Светлый фон

— Не хватит нам горючего, сэр, — сказал Бэттл. — Они могут и полгода на якорях проторчать.

— «Йонага» позаботится о том, чтобы они не слишком засиживались на атолле.

— То есть?

— Как только мы войдем в зону патрулирования, сейчас же дадим радиограмму на «Йонагу», и он двинется курсом на юг. Арабам, чтобы не попасть под налеты ее палубной авиации — сами понимаете, каково отбиваться от самолетов, стоя на якорях и не имея возможности маневрировать, — волей-неволей придется выбираться оттуда. — Он откинул со лба длинную седую прядь. — На это весь наш расчет. — Он хлопнул указкой по столу — и раздался резкий, как пистолетный выстрел, звук. — Тут мы и всадим торпеду в авианосец, а повезет — в оба.

Снова послышались возгласы одобрения, которые прервал голос Питтмэна:

— Сэр, а что если события будут развиваться по наихудшему сценарию? Представим, что «Йонага» затонет или не выйдет в точку рандеву. Энсин Бэттл прав: горючее у нас кончится, а от Томонуто до Японии — две тысячи миль.

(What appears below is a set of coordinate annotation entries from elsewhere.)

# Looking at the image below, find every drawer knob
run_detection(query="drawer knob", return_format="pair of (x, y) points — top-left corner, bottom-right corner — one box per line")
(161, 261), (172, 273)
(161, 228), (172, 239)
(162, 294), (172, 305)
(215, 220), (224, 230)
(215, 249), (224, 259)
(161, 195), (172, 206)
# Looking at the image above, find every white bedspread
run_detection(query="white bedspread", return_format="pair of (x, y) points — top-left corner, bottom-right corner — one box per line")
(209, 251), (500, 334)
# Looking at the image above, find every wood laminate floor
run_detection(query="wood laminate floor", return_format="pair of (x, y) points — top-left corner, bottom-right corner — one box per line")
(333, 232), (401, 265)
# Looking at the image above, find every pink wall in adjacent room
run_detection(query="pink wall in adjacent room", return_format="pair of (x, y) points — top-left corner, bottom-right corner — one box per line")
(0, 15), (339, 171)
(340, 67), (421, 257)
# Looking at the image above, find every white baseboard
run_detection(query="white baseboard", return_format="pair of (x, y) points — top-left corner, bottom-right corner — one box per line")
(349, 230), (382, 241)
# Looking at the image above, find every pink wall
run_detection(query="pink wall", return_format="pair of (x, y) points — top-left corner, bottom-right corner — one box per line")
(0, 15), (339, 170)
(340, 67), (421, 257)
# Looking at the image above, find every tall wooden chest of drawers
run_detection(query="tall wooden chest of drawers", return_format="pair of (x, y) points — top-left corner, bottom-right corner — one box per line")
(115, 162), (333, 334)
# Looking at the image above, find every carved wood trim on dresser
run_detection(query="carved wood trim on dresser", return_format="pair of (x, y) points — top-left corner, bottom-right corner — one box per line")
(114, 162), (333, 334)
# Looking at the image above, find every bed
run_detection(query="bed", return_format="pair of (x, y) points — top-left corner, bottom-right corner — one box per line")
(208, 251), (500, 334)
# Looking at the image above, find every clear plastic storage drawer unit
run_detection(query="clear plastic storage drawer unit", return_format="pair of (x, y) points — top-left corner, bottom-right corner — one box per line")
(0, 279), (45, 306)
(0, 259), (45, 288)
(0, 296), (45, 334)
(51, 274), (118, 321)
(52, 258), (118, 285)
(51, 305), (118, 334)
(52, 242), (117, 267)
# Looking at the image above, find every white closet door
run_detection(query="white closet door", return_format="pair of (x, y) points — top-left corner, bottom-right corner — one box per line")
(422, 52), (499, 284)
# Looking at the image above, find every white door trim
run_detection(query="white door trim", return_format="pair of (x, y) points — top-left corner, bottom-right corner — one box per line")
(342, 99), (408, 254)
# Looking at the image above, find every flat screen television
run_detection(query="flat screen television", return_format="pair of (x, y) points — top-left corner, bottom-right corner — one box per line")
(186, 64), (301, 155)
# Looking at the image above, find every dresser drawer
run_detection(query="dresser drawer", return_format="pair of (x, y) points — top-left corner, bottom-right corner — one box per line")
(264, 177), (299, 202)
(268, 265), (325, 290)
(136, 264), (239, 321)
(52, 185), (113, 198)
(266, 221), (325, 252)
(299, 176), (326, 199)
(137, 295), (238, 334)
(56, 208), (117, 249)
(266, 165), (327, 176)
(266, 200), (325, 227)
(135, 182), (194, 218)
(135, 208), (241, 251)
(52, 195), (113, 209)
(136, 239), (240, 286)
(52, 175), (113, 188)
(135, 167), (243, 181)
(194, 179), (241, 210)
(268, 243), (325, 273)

— Верно. На этот случай ЦРУ вот здесь, на северной оконечности архипелага Палау, держит танкер. Он замаскирован и стоит в Коссоле на якоре. От нашего квадрата это всего триста восемьдесят миль: дойдем и заправимся.

— Правительство Палау даст согласие на наш заход?

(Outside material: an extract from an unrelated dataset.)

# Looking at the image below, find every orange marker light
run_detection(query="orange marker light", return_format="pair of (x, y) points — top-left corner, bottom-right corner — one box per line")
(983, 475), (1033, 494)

— Они посмотрят на это сквозь пальцы. Джентльмены, приказываю готовить лодку к походу. Через час сниматься со швартовов. Все свободны.

Оживленно переговариваясь, офицеры потянулись к выходу из кают-компании. Из камбуза выскочил Пабло Фортуне и метнулся в столовую, где, размахивая руками, принялся пересказывать ошеломительные новости десятку матросов.

 

…«Блэкфин» в туче водяной пыли и пены шел курсом на юг, делая двадцать один узел. Хотя поход был смертельно опасным, почти самоубийственным, Брент, оказавшись в открытом море на захлестываемом волнами мостике лодки, мчавшейся как бешеный бык, испытывал ликующее чувство. Он засмеялся и крепче вцепился в ветрозащитный экран, а многоликая, переменчивая стихия без передышки обрушивала на стальной корпус новые тяжкие удары волн.

Когда пересекли тридцатую параллель, пришлось еще прибавить ходу, чтобы преодолеть Гольфстрим, скорость которого была три узла. Небо потемнело, и в течение многих дней солнце светило тускло и мутно, и Брент то и дело слышал, как чертыхается штурман Чарли Каденбах, которому никак не удавалось «взять солнце» в рассветных и вечерних сумерках. По Женевским соглашениям, «Блэкфин» не имел права нести на борту современную ИНС[22].

Верхнюю ходовую вахту несли четверо впередсмотрящих — по числу сторон света, — рулевой и вахтенный офицер. Все шестеро были в штормовых куртках и не расставались с биноклями: было вполне вероятно, что арабская субмарина типа «Зулус» или «Виски» подкарауливает их в засаде. На противолодочные зигзаги времени не было, и Аллен, рассудив, что лучшая защита от притаившейся лодки — это скорость, всецело положился на мощь четырех силовых установок «Блэкфина» и на острое зрение вахтенных на мостике. От них требовали постоянной бдительности и настойчиво объясняли приметы опасности — обтекаемый, почти сливающийся с водой темный корпус, тонкий штырь перископа или таинственная полоска, с быстротой молнии мелькнувшая на поверхности воды. Лодка шла без ходовых огней, и мостик ночью освещался лишь слабой лампочкой гирорепитера и красновато-мглистым свечением из открытого люка, ведшего в рубку. В качестве меры предосторожности все водонепроницаемые переборки были задраены, и лодка в любую минуту была готова к срочному погружению. Чуть только радар засекал впереди какое-либо судно, «Блэкфин» отворачивал далеко в сторону, избегая встречи.